By The History Chix
If you live in Litchfield County, you know it is a place rich in history.
Are you familiar with Cotton Mather Smith who resided in Sharon for most of his life in the 1700s? Mather Smith was the preacher of the Sharon Congregational Church where his passion for religion and spreading Christianity was evident.
To provide a bit of a background to Reverend Smith’s eventual move to preach in Sharon, it is important to understand his early years.
Reverend Smith was born in 1731 in Suffield, Connecticut. At the age of nine, Smith heard a speech given by George Whitfield about the revival of religion which was a topic and practice that had grown stale in the American Colonies.
Whitfield’s preaching was so powerful that soon after his Suffield appearance, 500 people joined the local Suffield church and the town became a place which experienced the Great Awakening of Religion. Smith was captivated by that very speech made by George Whitfield, and that sparked him to eventually study under Jonathan Edwards of Northampton, Massachusetts.

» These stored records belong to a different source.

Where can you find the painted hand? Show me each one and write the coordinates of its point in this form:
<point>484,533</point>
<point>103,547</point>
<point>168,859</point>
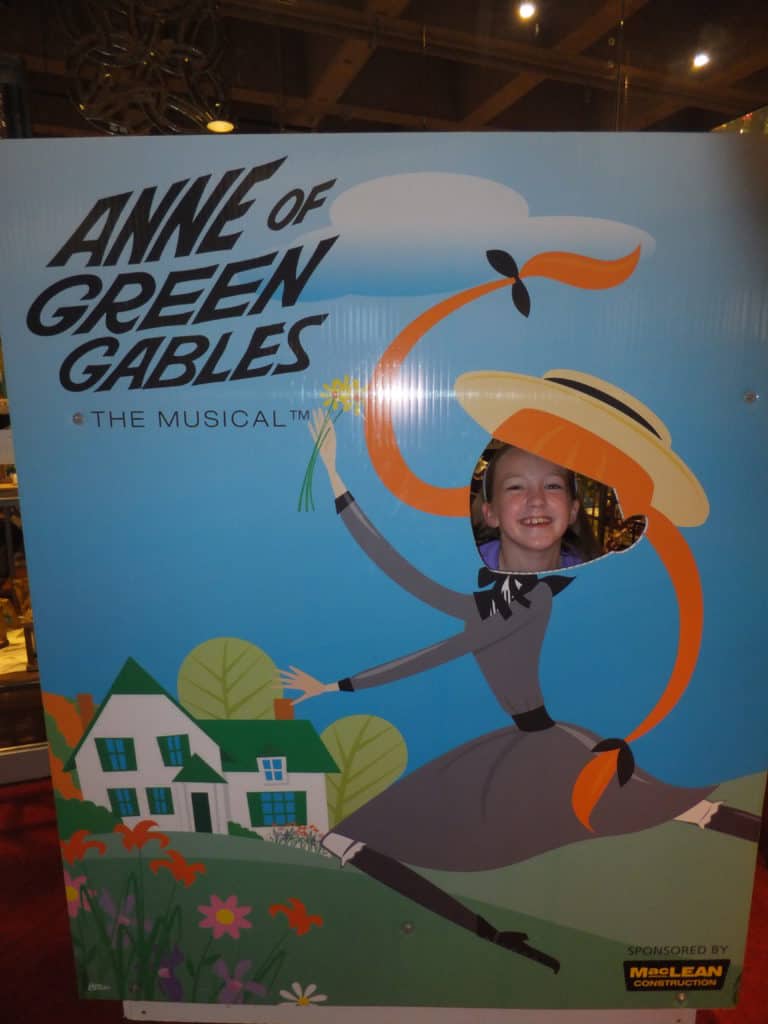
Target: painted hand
<point>324,435</point>
<point>294,679</point>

Smith found a great passion and motivation for preaching while studying with Edwards who was one of the true founding fathers of The Great Awakening. Smith officially became licensed to preach in 1753 and finally settled in as the pastor at the Sharon Congregational Church in 1755. It was at the Sharon Congregational Church that Smith practiced his gift of sharing religion until his death in 1806.
In his time at the Sharon Congregational Church, Reverend Smith gave over 4,000 talks and sermons in which three of those sermons ended up being published. He was considered a bit of a hero in Sharon. He took care of his fellow townspeople during a smallpox outbreak which affected at least 700 people in his community, and he also served as a chaplain of the armed forces during the Revolutionary War.
Smith was married to Temperance Worthington Smith, and the two had six children. Perhaps you have heard of his daughter Juliana? Juliana was an important figure in The Sharon Literacy Club, and she went on to marry Jacob Radcliff who was the first New York Attorney General, a member of the Supreme Court, and served as the Mayor of New York City in 1810.
Another of Smith’s children was John Cotton Smith. He graduated from Yale in 1783 and practiced law within Sharon. John Cotton Smith then went on to become a member of the House of Representatives both locally and nationally, and eventually became the Governor of Connecticut in 1812. His residence, called The Governor Smith Homestead, is still a well-known landmark on the south end of the Sharon Green. It is even speculated that Noah Webster wrote some of his Blue-Backed Speller (later known as the Merriam-Webster Dictionary) in this home when he was a guest of the Smith family.